Tickets are now on sale for the 6th Chicago International Puppet Theater Festival, the largest of its kind in North America, returning January 18-28, 2024, at venues large and small throughout the city. The Chicago International Puppet Theater Festival is the largest event dedicated to the art form in North America. In the heart of winter, the Festival spans 11 days and dozens of Chicago venues, sharing 100+ puppetry activities with 14,000+ guests.
The festival includes performances, the Free Neighborhood Tour, a Puppet Hub open throughout the festival on the fourth floor of the Fine Arts Building, a symposium, the Catapult Artist Intensive, workshops, and more.Following are details about all of this year’s performances (in chronological order), special events and exhibits, including venues, dates, times, ticket prices, estimated run time, show descriptions and artist bios.Visit chicagopuppetfest.org to purchase tickets or follow the festival on Facebook, Instagram or Vimeo, hashtag #ChiPuppetFest.
Wakka Wakka’s Animalia Trilogy
Wakka Wakka
U.S./Norway
The Immortal Jellyfish Girl
Steppenwolf’s Downstairs Mainstage Theatre, 1650 N. Halsted St., Lincoln Park
January 18-21
Four shows: Thursday, January 18 at 7:30 p.m.; Friday January 19 at 1:30 p.m.; Saturday, January 20 at 7 p.m.; Sunday, January 21 at 1:30 p.m.
80 minutes
Ages: 10 and up
Tickets: $40-$45
Note|Free events: Come make your own masks at free Wakka Wakka drop-in mask making workshops, Saturday and Sunday, January 20 and 21 at 2:45 p.m.
A gripping tale of humanity on the brink of annihilation and the unlikely hero who might just save them all.
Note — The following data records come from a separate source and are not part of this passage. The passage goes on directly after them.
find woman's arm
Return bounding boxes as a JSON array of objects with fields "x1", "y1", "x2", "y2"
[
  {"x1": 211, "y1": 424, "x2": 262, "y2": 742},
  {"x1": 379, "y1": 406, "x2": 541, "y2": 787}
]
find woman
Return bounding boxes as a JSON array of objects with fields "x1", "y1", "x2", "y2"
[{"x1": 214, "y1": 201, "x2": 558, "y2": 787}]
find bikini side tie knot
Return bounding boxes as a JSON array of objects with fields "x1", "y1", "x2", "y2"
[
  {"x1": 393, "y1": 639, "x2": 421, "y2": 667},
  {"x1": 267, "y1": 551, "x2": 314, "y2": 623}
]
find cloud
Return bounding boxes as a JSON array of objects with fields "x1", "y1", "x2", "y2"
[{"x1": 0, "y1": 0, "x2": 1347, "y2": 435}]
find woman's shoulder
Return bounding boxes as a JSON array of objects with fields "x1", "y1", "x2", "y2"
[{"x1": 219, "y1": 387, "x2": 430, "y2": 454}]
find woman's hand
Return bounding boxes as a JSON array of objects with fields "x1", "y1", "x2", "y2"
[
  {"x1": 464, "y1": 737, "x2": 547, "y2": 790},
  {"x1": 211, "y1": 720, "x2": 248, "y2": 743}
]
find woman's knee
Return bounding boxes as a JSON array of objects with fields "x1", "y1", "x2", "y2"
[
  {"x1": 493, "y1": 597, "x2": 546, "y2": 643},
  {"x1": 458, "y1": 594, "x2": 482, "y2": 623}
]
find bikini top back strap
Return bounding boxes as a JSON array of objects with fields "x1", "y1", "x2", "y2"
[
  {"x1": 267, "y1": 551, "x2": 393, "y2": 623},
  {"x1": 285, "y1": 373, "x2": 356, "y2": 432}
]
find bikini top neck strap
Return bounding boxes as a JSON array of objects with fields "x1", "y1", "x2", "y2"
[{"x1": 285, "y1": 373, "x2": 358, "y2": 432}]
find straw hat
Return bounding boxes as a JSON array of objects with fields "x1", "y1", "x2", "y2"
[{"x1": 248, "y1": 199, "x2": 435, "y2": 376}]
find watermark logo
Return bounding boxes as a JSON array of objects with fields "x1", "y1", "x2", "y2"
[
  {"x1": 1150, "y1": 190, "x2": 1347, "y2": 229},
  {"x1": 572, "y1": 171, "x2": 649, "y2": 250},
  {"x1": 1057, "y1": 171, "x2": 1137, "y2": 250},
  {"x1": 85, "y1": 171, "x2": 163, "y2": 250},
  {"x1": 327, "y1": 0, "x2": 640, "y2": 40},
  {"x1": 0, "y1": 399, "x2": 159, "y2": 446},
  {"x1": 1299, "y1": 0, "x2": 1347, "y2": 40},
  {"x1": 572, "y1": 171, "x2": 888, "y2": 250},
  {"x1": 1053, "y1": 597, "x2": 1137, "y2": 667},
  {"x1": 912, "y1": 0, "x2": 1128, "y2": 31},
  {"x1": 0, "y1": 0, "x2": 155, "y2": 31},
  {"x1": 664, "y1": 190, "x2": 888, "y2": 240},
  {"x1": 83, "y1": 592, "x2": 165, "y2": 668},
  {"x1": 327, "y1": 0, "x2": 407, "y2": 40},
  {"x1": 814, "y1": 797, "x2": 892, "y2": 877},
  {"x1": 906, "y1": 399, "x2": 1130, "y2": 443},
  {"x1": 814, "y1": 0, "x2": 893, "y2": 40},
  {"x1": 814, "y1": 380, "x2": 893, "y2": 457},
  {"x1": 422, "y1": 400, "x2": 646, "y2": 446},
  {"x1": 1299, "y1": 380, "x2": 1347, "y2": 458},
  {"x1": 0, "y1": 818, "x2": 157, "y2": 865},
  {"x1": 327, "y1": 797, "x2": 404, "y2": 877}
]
The year is 2555. Large swaths of earth’s surface are considered dead zones, and mass extinction has begun. There is a war (there is always a war). As both sides grow desperate, their thirst for destruction becomes more and more volatile. An improbable meeting between an orphan and a jellyfish girl threatens to tip the balance forever, but in whose favor, and at what cost? A mysterious man in a homemade fox costume has seen this all before, has lived this tragedy too many times, but he is determined it will end differently. Hilarious, ridiculous and virtuosic, this puppet show blends innovative projection, original music and puppetry that soars through dimensions, unconfined by time, gravity or biology.
The New York Times called it “A 26th-century love story.” The New Yorker called it “stunning.”